Customs and Border Protection [CBP] has sent a notice to Border Patrol agents informing them that previously announced furloughs, in addition to cutting of hours and manpower at the border, are being reconsidered.
"To the men and women of CBP: As you are aware, President Obama last week signed into law an appropriations bill that funded CBP for this fiscal year. I have been working closely with our budget office in analyzing the bill. Although the budget reductions imposed by sequestration are significant, the bill’s provisions allow CBP to mitigate to some degree the impacts of the reduced budget on operations and on CBP’s workforce," Deputy Commissioner of CBP Thomas S. Winkowski wrote in a memo. "In light of the new funding bill, we are re-evaluating previously planned furloughs and de-authorization of Administratively Uncontrollable Overtime (AUO), and will postpone implementation of both changes pending that re-examination. We are doing everything we can to minimize these impacts on CBP employees and will keep you updated as we continue to assess the exact impact the legislation will have on our operations and on our workforce. Please continue to proceed in a manner which ensures that we are able to carry out our national security mandate.

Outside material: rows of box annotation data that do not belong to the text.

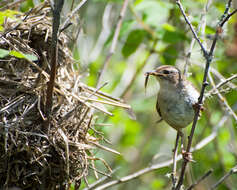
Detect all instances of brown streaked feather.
[145,73,150,91]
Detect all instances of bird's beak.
[145,71,164,76]
[145,71,158,76]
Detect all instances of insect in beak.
[145,71,157,92]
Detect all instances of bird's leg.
[171,132,180,189]
[178,131,194,162]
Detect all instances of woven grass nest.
[0,3,129,189]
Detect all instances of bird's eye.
[163,70,170,74]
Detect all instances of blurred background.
[5,0,237,190]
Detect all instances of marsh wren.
[145,65,199,140]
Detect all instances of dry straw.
[0,3,129,189]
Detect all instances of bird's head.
[145,65,182,87]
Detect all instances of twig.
[171,132,179,189]
[205,74,237,96]
[83,168,118,190]
[60,0,87,31]
[120,39,158,98]
[186,169,213,190]
[45,0,64,130]
[210,165,237,190]
[184,0,212,77]
[92,115,228,190]
[175,0,233,190]
[176,0,208,57]
[96,0,128,87]
[208,73,237,122]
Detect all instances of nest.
[0,3,128,189]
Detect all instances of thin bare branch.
[45,0,64,130]
[205,74,237,96]
[60,0,87,31]
[97,0,128,86]
[175,0,233,190]
[208,73,237,122]
[210,165,237,190]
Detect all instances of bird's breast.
[158,87,195,129]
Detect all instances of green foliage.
[122,29,147,58]
[0,48,38,61]
[71,0,237,190]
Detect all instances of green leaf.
[163,24,187,43]
[9,50,38,61]
[162,44,178,65]
[122,29,147,57]
[0,48,10,58]
[135,0,174,28]
[0,9,21,28]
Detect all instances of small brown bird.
[145,65,199,159]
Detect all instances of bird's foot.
[193,103,204,116]
[181,149,196,162]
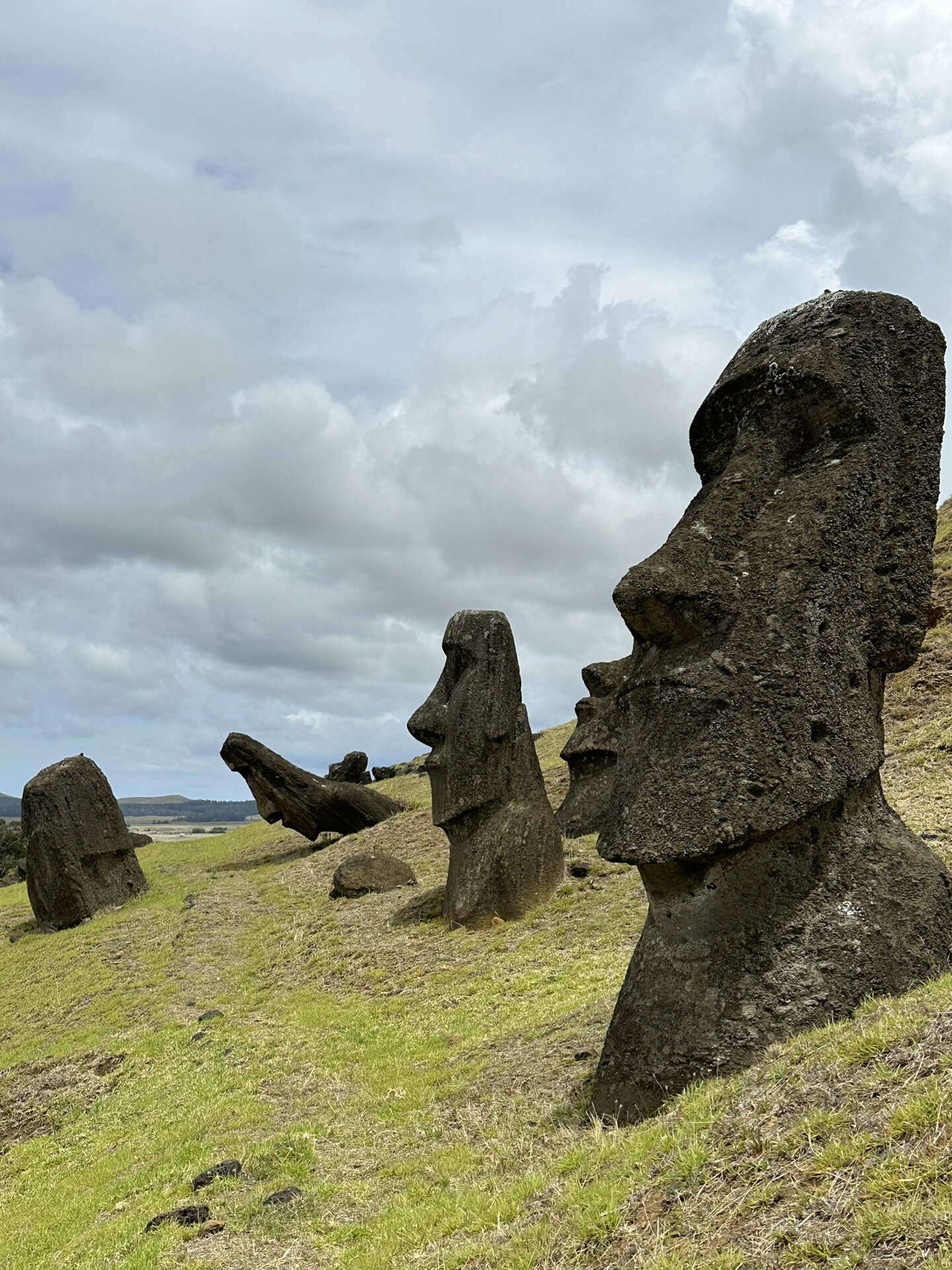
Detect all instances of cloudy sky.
[0,0,952,798]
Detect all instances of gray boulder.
[407,610,565,929]
[221,732,403,846]
[22,754,147,931]
[330,851,416,899]
[326,749,371,785]
[593,291,952,1120]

Thank you for your understanding as we work through these issues and stressful times."
Despite the reconsideration, Vice President of the National Border Patrol Council Shawn Moran tells Townhall this doesn't necessarily mean the reversal will result in a secure border.
"The NBPC is cautiously optimistic about CBP's decision to postpone furloughs and the de-authorization of AUO. We do have a well founded fear that CBP will not do the right thing, though, and ultimately make a decision that will leave the border in an insecure state," Moran said.
An official National Border Patrol Council member advisory states the move by CBP is what Border Patrol agents and their families deserve, and that agents deserve nothing less than total support.
"The National Border Patrol Council and its locals want to thank our union representatives, our members, Members of Congress, and concerned citizens for voicing their displeasure with Customs and Border Protection's (CBP) intent to slash staffing levels at the border. While the fight is by no means over and CBP has not issued definitive plans for its employees, they have signaled a willingness to reduce the impact both financially and operationally on Border Patrol agents," the advisory states. "The National Border Patrol Council sees this as a result of the public outcry to secure this nation's borders and to fairly compensate Border Patrol agents."